« Trancher la gorge de quelqu’un », « Tuer quelqu’un », « Tuer quelqu’un sans faire exprès », « How to slit a throat », « Sept façons originales de tuer quelqu’un », « Comment tuer quelqu’un sans laisser de preuves », « Comment tuer quelqu’un discrètement », « Enterrer quelqu’un ».

Jérémie Fortier-Grenier persiste et signe : il n’a aucun souvenir d’avoir fait ces troublantes recherches dans son cellulaire avant de poignarder son père Richard Grenier à 32 reprises, il y a trois ans. « Il n’a jamais été question de planification de la mort de mon père, je n’ai jamais planifié de faire ça », a-t-il martelé au jury mardi en contre-interrogatoire.

Le procès de l’homme de 26 ans pour le meurtre prémédité de son père se tient depuis deux semaines au palais de justice de Montréal. Selon la Couronne, il a attiré Richard Grenier dans un guet-apens pour le tuer, le 10 mai 2018, dans le stationnement d’un secteur industriel de l’arrondissement de Saint-Laurent. Il a ensuite dissimulé le corps dans un boisé avant de se cacher dans le chalet de son père, près de Mont-Laurier. Un chalet au cœur du long conflit père-fils.
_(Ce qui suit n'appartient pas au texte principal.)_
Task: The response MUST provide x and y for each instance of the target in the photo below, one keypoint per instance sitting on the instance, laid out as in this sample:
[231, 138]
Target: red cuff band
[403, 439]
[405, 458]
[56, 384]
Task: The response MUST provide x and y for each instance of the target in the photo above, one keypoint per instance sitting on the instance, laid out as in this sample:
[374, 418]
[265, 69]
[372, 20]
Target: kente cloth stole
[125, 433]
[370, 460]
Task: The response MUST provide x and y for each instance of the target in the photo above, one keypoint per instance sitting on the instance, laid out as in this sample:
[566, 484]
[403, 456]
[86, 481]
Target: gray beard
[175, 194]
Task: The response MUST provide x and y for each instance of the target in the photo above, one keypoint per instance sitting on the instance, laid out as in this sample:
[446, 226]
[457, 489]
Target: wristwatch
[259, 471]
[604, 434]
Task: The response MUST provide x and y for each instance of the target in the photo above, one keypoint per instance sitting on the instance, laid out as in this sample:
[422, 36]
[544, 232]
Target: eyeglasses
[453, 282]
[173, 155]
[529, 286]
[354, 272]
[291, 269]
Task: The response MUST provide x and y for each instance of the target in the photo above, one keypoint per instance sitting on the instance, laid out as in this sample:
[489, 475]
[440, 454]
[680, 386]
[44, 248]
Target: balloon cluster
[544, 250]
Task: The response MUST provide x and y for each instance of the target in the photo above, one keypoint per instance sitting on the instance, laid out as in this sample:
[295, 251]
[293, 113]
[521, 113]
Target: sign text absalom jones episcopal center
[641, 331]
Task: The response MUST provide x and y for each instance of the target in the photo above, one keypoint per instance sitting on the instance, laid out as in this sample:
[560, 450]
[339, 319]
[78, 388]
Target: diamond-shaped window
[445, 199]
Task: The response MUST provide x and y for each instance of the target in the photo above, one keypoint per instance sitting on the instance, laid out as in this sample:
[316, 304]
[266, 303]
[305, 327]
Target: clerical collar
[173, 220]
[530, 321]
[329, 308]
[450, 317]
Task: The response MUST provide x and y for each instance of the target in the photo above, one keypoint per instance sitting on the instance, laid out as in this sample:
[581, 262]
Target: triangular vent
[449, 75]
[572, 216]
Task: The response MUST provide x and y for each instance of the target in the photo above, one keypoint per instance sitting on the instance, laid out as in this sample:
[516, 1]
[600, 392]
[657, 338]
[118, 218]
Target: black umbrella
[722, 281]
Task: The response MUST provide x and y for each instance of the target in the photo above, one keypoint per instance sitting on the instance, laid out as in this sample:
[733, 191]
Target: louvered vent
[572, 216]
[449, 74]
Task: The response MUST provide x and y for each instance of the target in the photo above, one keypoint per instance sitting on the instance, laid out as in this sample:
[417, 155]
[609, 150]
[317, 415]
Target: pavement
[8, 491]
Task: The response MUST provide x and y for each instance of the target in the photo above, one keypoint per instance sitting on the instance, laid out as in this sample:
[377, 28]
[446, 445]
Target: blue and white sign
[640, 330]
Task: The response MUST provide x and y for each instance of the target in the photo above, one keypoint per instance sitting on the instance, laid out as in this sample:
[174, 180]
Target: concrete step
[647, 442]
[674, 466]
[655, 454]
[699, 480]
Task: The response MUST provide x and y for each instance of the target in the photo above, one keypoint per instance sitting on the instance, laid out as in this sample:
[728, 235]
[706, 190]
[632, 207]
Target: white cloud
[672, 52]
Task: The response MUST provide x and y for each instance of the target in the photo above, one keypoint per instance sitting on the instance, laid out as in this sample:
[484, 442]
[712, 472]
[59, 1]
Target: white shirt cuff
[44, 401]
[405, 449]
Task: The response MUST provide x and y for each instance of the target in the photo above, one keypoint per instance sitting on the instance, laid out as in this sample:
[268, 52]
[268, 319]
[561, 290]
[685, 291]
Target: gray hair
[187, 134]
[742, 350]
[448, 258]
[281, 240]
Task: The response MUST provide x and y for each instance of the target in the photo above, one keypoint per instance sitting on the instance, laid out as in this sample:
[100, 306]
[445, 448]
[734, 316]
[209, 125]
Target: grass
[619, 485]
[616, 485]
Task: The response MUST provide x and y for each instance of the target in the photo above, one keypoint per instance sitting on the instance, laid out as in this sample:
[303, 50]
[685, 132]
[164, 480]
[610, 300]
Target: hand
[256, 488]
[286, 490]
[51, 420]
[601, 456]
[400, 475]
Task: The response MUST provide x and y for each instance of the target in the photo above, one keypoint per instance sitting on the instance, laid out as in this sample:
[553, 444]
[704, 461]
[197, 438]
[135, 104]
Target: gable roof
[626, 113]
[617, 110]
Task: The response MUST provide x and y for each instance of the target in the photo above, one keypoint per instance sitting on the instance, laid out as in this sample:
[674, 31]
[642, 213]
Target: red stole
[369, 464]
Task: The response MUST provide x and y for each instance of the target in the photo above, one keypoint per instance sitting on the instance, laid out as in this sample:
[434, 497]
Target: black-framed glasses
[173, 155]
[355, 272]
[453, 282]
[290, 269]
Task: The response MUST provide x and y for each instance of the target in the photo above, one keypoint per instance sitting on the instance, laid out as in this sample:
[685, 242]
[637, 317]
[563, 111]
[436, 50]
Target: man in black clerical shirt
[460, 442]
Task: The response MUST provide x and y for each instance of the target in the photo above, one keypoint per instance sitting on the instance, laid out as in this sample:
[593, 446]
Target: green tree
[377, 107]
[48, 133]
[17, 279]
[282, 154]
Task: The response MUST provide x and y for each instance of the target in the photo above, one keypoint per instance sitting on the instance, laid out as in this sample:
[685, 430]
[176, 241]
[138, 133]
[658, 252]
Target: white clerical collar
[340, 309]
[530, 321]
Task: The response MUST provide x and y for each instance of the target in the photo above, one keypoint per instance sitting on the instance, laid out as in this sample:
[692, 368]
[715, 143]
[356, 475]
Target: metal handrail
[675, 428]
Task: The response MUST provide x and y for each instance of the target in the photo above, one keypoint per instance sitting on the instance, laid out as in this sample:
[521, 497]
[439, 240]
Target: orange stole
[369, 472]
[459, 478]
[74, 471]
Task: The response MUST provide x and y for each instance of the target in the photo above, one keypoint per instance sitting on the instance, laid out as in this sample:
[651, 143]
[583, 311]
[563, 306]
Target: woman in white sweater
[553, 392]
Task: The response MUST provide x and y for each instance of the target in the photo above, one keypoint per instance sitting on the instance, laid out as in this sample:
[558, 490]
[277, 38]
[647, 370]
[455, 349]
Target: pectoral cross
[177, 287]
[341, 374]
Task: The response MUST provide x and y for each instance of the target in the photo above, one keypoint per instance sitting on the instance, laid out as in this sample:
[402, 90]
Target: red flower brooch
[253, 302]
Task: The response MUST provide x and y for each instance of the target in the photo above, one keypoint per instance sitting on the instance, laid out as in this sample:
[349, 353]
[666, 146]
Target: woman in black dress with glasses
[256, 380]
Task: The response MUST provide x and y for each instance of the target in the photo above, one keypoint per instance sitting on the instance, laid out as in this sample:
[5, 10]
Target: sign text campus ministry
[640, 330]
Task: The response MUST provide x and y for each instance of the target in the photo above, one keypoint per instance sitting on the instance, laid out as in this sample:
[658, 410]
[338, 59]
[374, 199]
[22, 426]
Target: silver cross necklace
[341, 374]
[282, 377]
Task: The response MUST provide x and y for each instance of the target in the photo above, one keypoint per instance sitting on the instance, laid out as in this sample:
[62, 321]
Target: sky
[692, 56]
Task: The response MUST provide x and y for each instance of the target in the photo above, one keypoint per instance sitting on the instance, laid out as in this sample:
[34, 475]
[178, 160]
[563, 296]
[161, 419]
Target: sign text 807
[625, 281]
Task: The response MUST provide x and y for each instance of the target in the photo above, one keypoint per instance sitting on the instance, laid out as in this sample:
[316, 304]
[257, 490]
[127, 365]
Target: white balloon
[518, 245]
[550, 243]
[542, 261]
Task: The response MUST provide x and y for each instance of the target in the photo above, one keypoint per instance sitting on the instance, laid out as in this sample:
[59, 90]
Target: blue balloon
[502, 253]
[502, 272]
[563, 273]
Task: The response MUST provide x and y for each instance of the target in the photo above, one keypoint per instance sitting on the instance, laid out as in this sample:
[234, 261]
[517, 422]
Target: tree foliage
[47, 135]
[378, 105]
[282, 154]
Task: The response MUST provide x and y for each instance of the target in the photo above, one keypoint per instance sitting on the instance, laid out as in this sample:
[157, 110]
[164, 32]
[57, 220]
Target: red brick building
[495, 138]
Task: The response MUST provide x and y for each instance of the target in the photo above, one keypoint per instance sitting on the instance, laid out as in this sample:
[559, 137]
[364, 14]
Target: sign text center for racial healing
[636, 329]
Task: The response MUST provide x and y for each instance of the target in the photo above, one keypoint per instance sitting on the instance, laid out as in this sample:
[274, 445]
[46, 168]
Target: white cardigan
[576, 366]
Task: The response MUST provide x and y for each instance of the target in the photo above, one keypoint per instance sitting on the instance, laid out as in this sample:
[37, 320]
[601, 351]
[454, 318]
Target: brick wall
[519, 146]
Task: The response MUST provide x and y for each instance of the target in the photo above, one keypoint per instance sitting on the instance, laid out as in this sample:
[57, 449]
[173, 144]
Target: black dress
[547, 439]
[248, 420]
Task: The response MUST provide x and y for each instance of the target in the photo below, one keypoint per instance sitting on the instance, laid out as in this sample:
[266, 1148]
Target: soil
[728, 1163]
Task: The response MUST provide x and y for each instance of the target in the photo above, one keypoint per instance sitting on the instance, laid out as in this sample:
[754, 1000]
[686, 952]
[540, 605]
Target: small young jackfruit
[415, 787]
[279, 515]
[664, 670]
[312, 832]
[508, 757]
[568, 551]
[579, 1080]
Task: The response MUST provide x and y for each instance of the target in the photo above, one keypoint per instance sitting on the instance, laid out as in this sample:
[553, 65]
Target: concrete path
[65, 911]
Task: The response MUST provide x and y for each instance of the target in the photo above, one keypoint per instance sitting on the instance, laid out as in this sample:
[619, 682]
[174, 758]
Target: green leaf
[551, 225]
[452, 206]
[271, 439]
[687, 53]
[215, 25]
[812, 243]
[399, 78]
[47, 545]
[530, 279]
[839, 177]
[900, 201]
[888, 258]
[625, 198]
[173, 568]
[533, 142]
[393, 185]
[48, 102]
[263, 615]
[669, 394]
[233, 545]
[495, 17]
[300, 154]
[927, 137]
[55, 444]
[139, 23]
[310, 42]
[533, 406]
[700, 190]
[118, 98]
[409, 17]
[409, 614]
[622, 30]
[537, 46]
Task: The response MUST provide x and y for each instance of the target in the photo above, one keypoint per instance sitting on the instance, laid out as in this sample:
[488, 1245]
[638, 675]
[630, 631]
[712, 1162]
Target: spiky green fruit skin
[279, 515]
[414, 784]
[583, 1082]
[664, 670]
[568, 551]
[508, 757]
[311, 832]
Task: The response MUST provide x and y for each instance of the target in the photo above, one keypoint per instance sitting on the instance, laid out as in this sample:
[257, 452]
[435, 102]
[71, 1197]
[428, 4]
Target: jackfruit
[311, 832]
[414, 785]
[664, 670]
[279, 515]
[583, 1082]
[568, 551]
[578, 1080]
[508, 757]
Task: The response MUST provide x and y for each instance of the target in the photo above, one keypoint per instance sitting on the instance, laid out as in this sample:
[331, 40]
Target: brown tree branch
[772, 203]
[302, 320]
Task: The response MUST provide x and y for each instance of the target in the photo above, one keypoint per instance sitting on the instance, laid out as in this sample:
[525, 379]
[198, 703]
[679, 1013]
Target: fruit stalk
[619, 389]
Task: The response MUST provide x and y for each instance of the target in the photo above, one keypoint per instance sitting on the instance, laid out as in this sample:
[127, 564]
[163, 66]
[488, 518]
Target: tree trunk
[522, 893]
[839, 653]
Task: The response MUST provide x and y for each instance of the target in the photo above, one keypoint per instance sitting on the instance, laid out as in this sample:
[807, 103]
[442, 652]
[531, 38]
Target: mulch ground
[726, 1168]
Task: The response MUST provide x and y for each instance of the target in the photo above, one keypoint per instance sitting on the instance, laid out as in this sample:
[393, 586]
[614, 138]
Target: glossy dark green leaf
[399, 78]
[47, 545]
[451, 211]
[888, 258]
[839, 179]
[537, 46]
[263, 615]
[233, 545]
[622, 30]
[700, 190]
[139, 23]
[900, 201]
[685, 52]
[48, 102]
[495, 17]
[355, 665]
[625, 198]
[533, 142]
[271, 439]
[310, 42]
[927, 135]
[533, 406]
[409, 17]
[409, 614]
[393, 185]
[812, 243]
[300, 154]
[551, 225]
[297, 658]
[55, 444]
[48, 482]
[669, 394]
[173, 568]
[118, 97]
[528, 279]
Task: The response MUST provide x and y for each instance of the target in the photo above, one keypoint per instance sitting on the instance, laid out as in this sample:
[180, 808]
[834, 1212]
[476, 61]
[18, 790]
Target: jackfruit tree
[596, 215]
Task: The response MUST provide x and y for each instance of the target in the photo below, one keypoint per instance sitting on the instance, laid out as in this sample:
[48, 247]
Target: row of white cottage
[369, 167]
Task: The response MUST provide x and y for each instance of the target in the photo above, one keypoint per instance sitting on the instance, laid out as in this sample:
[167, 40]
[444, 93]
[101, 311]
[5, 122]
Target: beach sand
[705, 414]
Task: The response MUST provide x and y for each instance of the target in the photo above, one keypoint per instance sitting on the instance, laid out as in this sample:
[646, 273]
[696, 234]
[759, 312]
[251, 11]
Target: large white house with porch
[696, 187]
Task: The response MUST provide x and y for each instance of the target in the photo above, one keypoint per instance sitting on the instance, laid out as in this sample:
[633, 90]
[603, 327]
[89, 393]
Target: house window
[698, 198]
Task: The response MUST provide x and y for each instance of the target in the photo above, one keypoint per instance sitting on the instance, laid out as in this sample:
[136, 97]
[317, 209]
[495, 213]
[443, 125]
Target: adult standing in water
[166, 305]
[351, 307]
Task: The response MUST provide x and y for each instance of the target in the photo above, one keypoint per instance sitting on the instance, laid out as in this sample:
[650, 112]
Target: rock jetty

Dans un contre-interrogatoire serré, la procureure de la Couronne MNadia Bérubé a souligné les contradictions importantes entre le témoignage de Jérémie Fortier-Grenier devant le jury et ses aveux aux policiers le lendemain de son arrestation. En pleurs, il a avoué à l’enquêteur qu’il planifiait le crime depuis « une semaine ». Il a aussi confessé avoir poignardé son père, lorsque celui-ci a repoussé une « caresse » d’affection. C’est seulement ensuite que Richard Grenier se serait débattu pour prendre le contrôle du poignard.

Or, Jérémie Fortier-Grenier soutient qu’il avait les idées « embrouillées » après son arrestation. « Je n’avais pas les idées claires. Je paniquais, j’étais nerveux », s’est-il défendu. Ainsi, il a rejeté mardi ses aveux aux policiers. Il n’en garde d’ailleurs qu’un vague souvenir.

PHOTO FOURNIE

Jérémie Fortier-Grenier

« J’affirme aujourd’hui que mon père m’a pris à la gorge violemment », a-t-il témoigné avec conviction mardi.

À la barre des témoins, Jérémie Fortier-Grenier a raconté au jury une version bien différente de ces secondes fatidiques. Lorsque son père lui dit qu’il n’est pas « sûr » de l’aimer, le jeune homme sort l’un de ses longs couteaux de pêche de son sac. « Écoute-moi, papa, s’il te plaît », lance-t-il à son père en brandissant le couteau au-dessus de son épaule.

Quand Richard Grenier voit l’arme, il prend son fils à la gorge. « Toi, y faut que tu crèves, crisse », dit le père en l’attaquant. C’est à ce moment que Jérémie Fortier-Grenier lui donne un coup de couteau. Il jure ne garder aucun souvenir des 31 autres coups.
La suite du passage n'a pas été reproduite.